The city’s plan to close 10 schools in the Bronx includes at least three that will affect the West Farms neighborhood, and parents and teachers are all feeling the stress. “All of my friends that still teach in the Bronx are saying similar things, they feel underappreciated and under attack when they are not to blame,” laments Annette Garb, 28, a former third-grade English teacher.
The Panel for Educational Policy, led by Chancellor Dennis Walcott, decided that these schools could not be kept open any longer: after considering test scores, graduation rates, and evaluating the leadership. (The closings are being challenged by the teachers’ union, the United Federation of Teachers.) All the schools being shut down have received a grade of D or F in the last round of evaluations.

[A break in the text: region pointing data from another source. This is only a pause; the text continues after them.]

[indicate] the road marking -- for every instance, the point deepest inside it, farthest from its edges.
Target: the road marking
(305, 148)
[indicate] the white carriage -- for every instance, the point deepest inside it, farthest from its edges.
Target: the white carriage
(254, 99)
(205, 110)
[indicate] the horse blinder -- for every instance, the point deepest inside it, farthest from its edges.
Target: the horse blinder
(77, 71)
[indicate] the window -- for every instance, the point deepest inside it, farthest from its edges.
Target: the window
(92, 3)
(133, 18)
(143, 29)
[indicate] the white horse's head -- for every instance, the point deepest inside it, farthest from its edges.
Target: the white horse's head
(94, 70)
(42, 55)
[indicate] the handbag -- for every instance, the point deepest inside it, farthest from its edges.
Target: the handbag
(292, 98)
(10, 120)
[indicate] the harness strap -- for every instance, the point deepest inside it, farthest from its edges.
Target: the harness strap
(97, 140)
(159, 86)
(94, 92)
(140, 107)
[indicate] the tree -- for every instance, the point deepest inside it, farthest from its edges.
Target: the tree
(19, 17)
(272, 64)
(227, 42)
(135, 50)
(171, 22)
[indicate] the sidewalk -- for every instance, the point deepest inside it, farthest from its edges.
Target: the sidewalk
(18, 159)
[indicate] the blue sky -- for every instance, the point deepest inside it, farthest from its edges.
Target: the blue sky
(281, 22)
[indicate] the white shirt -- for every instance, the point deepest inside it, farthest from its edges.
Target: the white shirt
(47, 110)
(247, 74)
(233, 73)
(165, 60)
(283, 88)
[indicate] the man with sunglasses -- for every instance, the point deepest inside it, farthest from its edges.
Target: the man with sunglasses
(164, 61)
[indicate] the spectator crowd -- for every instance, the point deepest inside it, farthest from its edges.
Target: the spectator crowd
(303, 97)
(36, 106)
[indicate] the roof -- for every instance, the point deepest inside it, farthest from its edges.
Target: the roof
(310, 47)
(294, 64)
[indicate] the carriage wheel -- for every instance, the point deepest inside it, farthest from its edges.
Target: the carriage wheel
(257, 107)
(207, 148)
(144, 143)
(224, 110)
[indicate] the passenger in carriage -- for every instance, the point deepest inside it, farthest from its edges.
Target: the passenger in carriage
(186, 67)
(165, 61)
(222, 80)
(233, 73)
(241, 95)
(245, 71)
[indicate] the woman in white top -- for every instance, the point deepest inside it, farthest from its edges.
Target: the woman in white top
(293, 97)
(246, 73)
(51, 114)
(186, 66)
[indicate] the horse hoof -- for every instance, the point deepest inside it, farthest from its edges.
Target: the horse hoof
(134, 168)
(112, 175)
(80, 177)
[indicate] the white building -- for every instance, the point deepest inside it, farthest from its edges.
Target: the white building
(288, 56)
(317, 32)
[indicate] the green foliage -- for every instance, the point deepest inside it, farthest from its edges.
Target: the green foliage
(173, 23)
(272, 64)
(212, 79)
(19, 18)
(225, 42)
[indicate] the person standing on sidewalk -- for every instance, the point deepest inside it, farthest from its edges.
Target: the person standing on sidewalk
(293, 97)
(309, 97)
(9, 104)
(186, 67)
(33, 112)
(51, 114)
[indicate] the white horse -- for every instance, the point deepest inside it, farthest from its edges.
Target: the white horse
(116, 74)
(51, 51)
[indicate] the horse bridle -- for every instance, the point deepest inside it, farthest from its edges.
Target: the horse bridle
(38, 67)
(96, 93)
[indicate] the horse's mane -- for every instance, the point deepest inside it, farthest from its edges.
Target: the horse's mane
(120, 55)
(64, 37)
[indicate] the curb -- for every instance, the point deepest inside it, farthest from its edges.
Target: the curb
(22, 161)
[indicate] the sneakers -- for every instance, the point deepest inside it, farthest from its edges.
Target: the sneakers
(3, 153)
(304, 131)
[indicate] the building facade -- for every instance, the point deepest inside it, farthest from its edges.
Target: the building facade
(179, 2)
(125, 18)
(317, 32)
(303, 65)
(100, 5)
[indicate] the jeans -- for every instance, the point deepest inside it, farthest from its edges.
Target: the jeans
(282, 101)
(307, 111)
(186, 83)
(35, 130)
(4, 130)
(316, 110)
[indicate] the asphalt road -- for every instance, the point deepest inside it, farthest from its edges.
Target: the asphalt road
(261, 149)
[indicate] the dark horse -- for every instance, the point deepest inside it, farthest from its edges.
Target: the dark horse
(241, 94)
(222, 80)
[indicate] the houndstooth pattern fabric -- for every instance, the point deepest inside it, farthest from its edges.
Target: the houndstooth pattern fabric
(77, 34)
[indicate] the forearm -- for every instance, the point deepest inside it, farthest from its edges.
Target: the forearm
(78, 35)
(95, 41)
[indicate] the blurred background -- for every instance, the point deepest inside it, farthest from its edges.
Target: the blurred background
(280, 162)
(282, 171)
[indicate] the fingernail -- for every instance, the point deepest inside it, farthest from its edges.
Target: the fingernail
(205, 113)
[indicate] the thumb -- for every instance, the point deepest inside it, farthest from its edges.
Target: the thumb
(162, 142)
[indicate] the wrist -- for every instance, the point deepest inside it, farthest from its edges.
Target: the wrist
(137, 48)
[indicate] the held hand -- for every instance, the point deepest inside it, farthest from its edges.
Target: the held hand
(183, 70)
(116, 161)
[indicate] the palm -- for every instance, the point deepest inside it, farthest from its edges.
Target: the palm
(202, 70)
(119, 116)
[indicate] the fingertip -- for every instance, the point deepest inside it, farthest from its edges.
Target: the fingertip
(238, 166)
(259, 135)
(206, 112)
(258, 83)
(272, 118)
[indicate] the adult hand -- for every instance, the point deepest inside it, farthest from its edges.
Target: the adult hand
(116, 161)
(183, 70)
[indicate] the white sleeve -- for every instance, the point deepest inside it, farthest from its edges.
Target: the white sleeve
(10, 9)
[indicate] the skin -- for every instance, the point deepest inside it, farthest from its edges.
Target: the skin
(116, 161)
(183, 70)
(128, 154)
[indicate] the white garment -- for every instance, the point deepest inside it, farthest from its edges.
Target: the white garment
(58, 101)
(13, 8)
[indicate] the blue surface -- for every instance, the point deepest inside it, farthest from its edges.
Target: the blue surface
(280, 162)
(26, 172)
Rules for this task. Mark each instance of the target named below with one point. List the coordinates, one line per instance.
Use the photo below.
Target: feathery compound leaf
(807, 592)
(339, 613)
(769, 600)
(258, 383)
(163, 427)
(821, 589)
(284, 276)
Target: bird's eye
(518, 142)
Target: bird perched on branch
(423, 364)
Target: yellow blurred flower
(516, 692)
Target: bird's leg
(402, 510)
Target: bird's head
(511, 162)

After-school programs, on the other hand, are suffering from a tightening budget. With more than $170 million in cuts in children’s services cuts proposed in the 2013 budget, more than half of the after-school programs in the city will end. Now many children will have to go straight home and wait for their parents to arrive from a long day of work, in the hopes that they can help.
But in areas like West Farms it’s never that simple, says after-school advocate Angela Johnson. “A lot of these parents want to be more involved but either they have to work all the time or they just aren’t capable of helping, so it comes down to programs like these and people like us to give these kids a chance.”
Johnson’s analysis is hard to contest, “These kids have it hard enough living in this neighborhood,” she says. “It’s our responsibility as adults to make sure they have every chance to make it out.”